Learner
Learner

Reputation: 493

Postgresql - Group By

I have a simple groupby scenario. Below is the output of the query.

enter image description here

Query is: select target_date, type, count(*) from table_name group by target_date, type

The query and output is perfectly good. My problem is I am using this in Grafana for plotting. That is Grafana with postgres as backend. What happens is since "type2" category is missed on 01-10-2020 and 03-10-2020, type2 category never gets plotted (side to side bar plot) at all. Though "type2" is present in other days.
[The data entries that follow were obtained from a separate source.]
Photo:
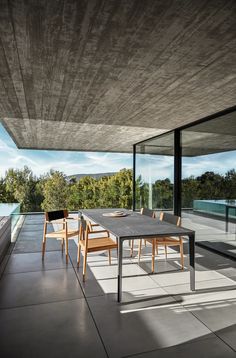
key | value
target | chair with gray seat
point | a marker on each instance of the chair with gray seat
(164, 241)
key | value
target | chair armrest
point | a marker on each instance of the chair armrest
(76, 219)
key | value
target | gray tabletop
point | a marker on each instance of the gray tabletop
(134, 225)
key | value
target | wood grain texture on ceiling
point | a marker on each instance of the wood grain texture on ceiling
(112, 67)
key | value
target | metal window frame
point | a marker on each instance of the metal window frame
(177, 157)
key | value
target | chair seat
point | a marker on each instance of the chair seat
(166, 241)
(62, 233)
(102, 243)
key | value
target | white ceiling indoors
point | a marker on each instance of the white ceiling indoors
(100, 75)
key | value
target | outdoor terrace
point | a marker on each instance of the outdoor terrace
(46, 310)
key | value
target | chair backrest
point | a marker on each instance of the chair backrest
(170, 218)
(148, 212)
(56, 215)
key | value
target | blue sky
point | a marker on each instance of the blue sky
(41, 161)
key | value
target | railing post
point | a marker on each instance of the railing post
(177, 172)
(134, 177)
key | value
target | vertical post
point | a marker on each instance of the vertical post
(177, 172)
(134, 177)
(119, 278)
(191, 244)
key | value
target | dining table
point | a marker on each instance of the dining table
(131, 226)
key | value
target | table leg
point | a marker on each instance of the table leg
(192, 261)
(120, 255)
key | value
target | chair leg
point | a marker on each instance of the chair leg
(84, 265)
(139, 249)
(78, 254)
(166, 251)
(109, 256)
(67, 254)
(181, 249)
(153, 255)
(132, 248)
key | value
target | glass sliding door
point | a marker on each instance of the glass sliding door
(155, 173)
(209, 181)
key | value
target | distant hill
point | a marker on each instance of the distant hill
(95, 176)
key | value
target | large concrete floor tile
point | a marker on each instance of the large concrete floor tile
(183, 277)
(211, 347)
(131, 328)
(128, 284)
(33, 262)
(38, 287)
(218, 313)
(55, 330)
(35, 245)
(107, 271)
(201, 287)
(228, 335)
(161, 265)
(195, 299)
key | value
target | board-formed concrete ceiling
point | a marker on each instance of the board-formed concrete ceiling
(101, 75)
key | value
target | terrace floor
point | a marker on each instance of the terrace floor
(46, 310)
(211, 232)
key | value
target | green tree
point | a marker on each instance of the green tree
(20, 187)
(55, 191)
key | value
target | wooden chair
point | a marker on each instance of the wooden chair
(88, 243)
(61, 218)
(165, 241)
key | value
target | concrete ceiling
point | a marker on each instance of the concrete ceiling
(101, 75)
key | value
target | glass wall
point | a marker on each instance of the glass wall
(155, 173)
(209, 181)
(208, 187)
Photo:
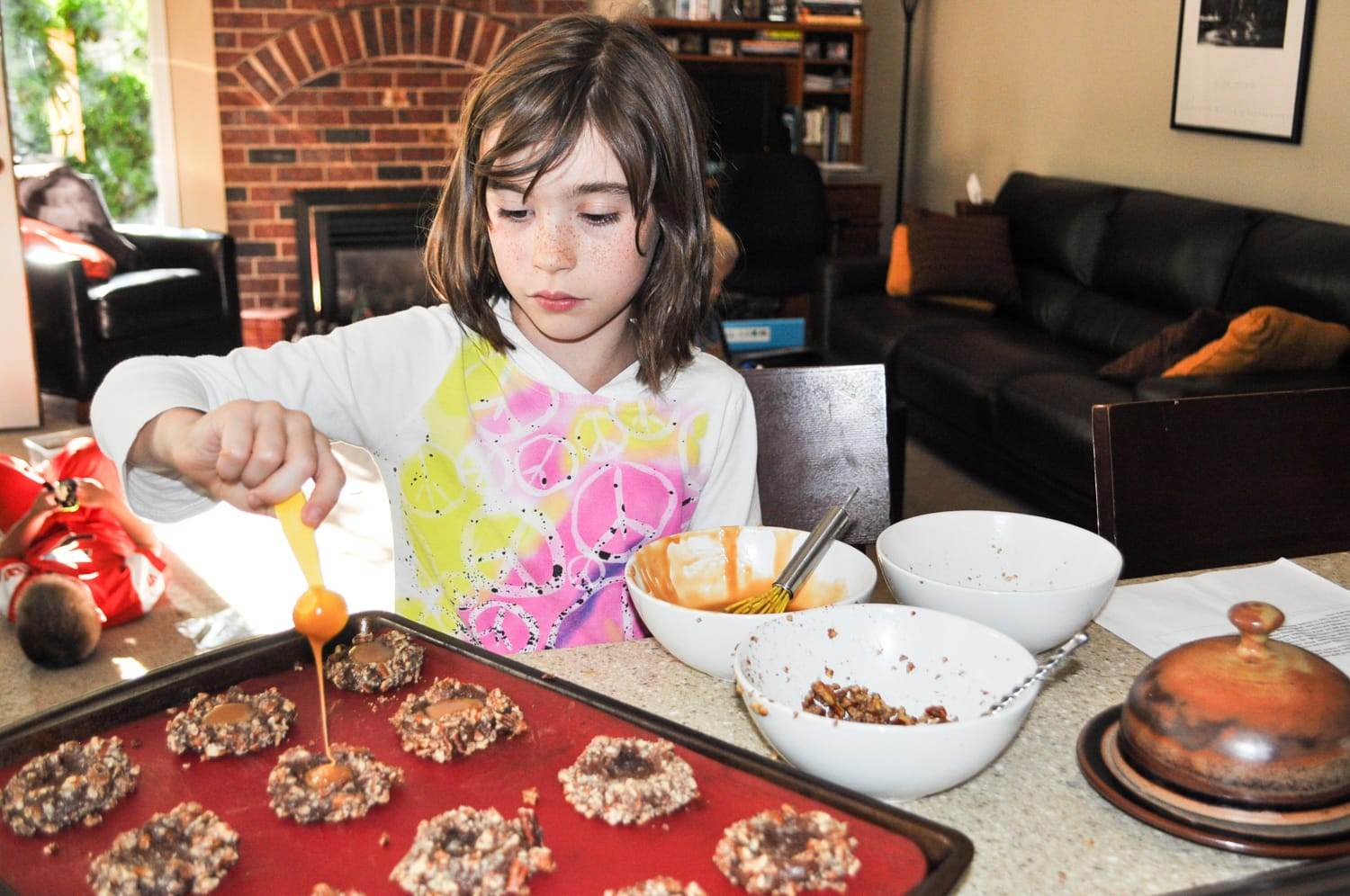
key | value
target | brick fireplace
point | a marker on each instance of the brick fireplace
(321, 94)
It is expecting some thing like

enter image description here

So whenever a category is missed in a date, we need a count with 0 value. Need to handle this in query, as the source data cannot be modified. Any help here is appreciated.

Upvotes: 4

Views: 189

Answers (3)

juergen d
juergen d

Reputation: 204854

select t.target_date, tmp.type, sum(case when t.type = tmp.type then 1 else 0 end) 
from your_table t
cross join (select distinct type from your_table) tmp
group by t.target_date, tmp.type

Demo

Upvotes: 2

Nick
Nick

Reputation: 147206

You need to create a list of all the target_date/type combinations. That can be done with a CROSS JOIN of two DISTINCT selects of target_date and type. This list can beLEFT JOINed to table_name to get counts for each combination:

SELECT dates.target_date, types.type, COUNT(t.target_date)
FROM (
  SELECT DISTINCT target_date
  FROM table_name
) dates
CROSS JOIN (
  SELECT DISTINCT type
  FROM table_name
) types
LEFT JOIN table_name t ON t.target_date = dates.target_date AND t.type = types.type
GROUP BY dates.target_date, types.type
ORDER BY dates.target_date, types.type

Demo on dbfiddle

Upvotes: 4

Tim Biegeleisen
Tim Biegeleisen

Reputation: 522084

You may use a calendar table approach here:

SELECT
    t1.target_date,
    t2.type,
    COUNT(t3.target_date) AS count
FROM (SELECT DISTINCT target_date FROM yourTable) t1
CROSS JOIN (SELECT DISTINCT type FROM yourTable) t2
LEFT JOIN yourTable t3
    ON t3.target_date = t1.target_date AND
       t3.type = t2.type
GROUP BY
    t1.target_date,
    t2.type
ORDER BY
    t1.target_date,
    t2.type;

The idea here is to cross join subqueries finding all distinct target dates and types, to generate a starting point for the query. Then, we left join this intermediate table to your actual table, and find the counts for each date and type.